Il y a eu un mouvement militaire le 16 mars au Portugal. Il n’a pas eu de succès, mais c’est le signe que les choses ne marchaient pas bien et qu’il pourrait y avoir des bouleversements.

Quand vous avez appris que la dictature était tombée, avez-vous compris immédiatement que c’était la fin de l’occupation coloniale ?

Certainement. Ce n’était pas la fin, c’était le commencement de la fin. L’année 1973, malgré l’assassinat d'Amilcar Cabral, cette année nous a amené des victoires militaires très importantes. Parce qu’on a commencé à utiliser des Sam-2 de fabrication soviétique, des fusées anti-aériennes. Cela nous a apporté une certaine efficacité, une certaine supériorité dans nos rapports de force.

Donc on savait que ce serait la négociation, certainement. Si vous négociez avec la Guinée, vous êtes obligé de négocier avec l’Angola et avec le Mozambique. C’est l’effet domino.

Peut-on dire que les combattants du PAIGC, du MPLA et du Frélimo ont joué un rôle direct dans la chute du régime salazariste de Lisbonne ?

Direct, je ne sais pas si c’est le mot qu’on doit utiliser. Mais c’est la cause principale du changement du régime au Portugal. C’est la résistance qui a créé une situation militaire intenable et a créé en même temps une situation économique financière intenable.

En ce qui concerne les acteurs, c’est différent. Les acteurs ont été les jeunes officiers, capitaines surtout, qui portaient le coût humain, le sacrifice de la guerre coloniale. Ils ont agi en conséquence !

Les jeunes capitaines du MFA portugais ne voulaient plus aller mourir dans les maquis de Guinée-Bissau, d’Angola ou du Mozambique ?

Certainement. C’est humain ! On ne peut pas tromper les gens tout le temps !

Y-a-t-il eu des contacts secrets avant le 25 avril, entre votre parti, le PAIGC, et le MFA portugais ?

Non. Nous avions des contacts avec l’opposition politique au Portugal, les gens du Parti socialiste et du Parti communiste. Mais des contacts avec ce mouvement, avec ces officiers… Franchement, je n'en connais pas.

Et avec le chef d’état-major portugais de l’époque, le général Spinola ?

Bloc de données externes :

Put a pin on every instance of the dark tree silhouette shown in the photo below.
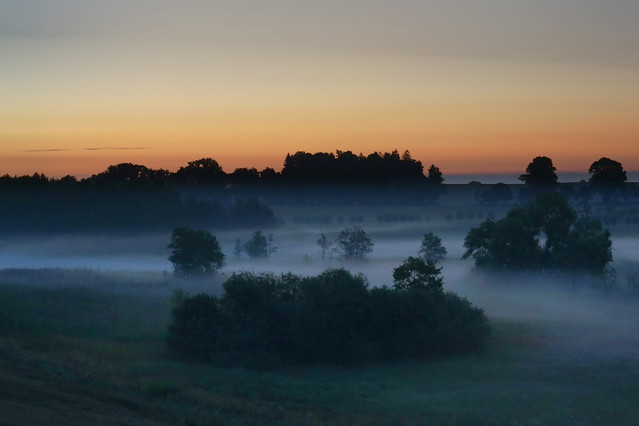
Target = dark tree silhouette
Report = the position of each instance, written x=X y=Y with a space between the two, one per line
x=128 y=173
x=202 y=171
x=435 y=175
x=515 y=242
x=260 y=245
x=195 y=251
x=607 y=175
x=325 y=244
x=354 y=243
x=418 y=274
x=540 y=174
x=431 y=248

Non… Vous savez, il a eu des contacts avec le président Senghor, oui. Mais ça, ce n’était pas une chose sérieuse pour nous. Pour la direction du PAIGC, il fallait reconnaître clairement notre droit à l’indépendance et à l’autodétermination. Et pas avec des contacts dilatoires. Ce n’était pas sérieux.

Quarante ans après, le Portugal est moins riche que certaines de ses anciennes colonies comme l’Angola ou le Mozambique. Est-ce une revanche de l’histoire ?

Ce que je sais, c’est que l’Angola et le Mozambique ont des ressources qui peuvent apporter beaucoup de moyens financiers, économiques. Ça, c’est bien. Mais en ce qui concerne le futur du Portugal, nous sommes dans une société de connaissances. Donc il n’y a pas de place pour se lamenter parce qu’on a moins de pétrole ou moins de gaz. Il faut, au contraire, utiliser les moyens technologiques, la connaissance, pour réussir. C’est ce que les Portugais sont en train de faire.

Mais vous, les anciens colonisés, est-ce que vous n’êtes pas en train de coloniser le Portugal ?

Je pourrais vous provoquer. Mais croyez que c’est amical. Regardez l’équipe de France de football, regardez-la ! Je crois que tous les phénomènes historiques ont un prix social, un prix culturel. Mais on va vers le métissage culturel, vers le métissage biologique. On va vers le métissage, comme disait Senghor ! Il ne faut pas se lamenter. Il ne faut pas aller contre le sens de l’histoire.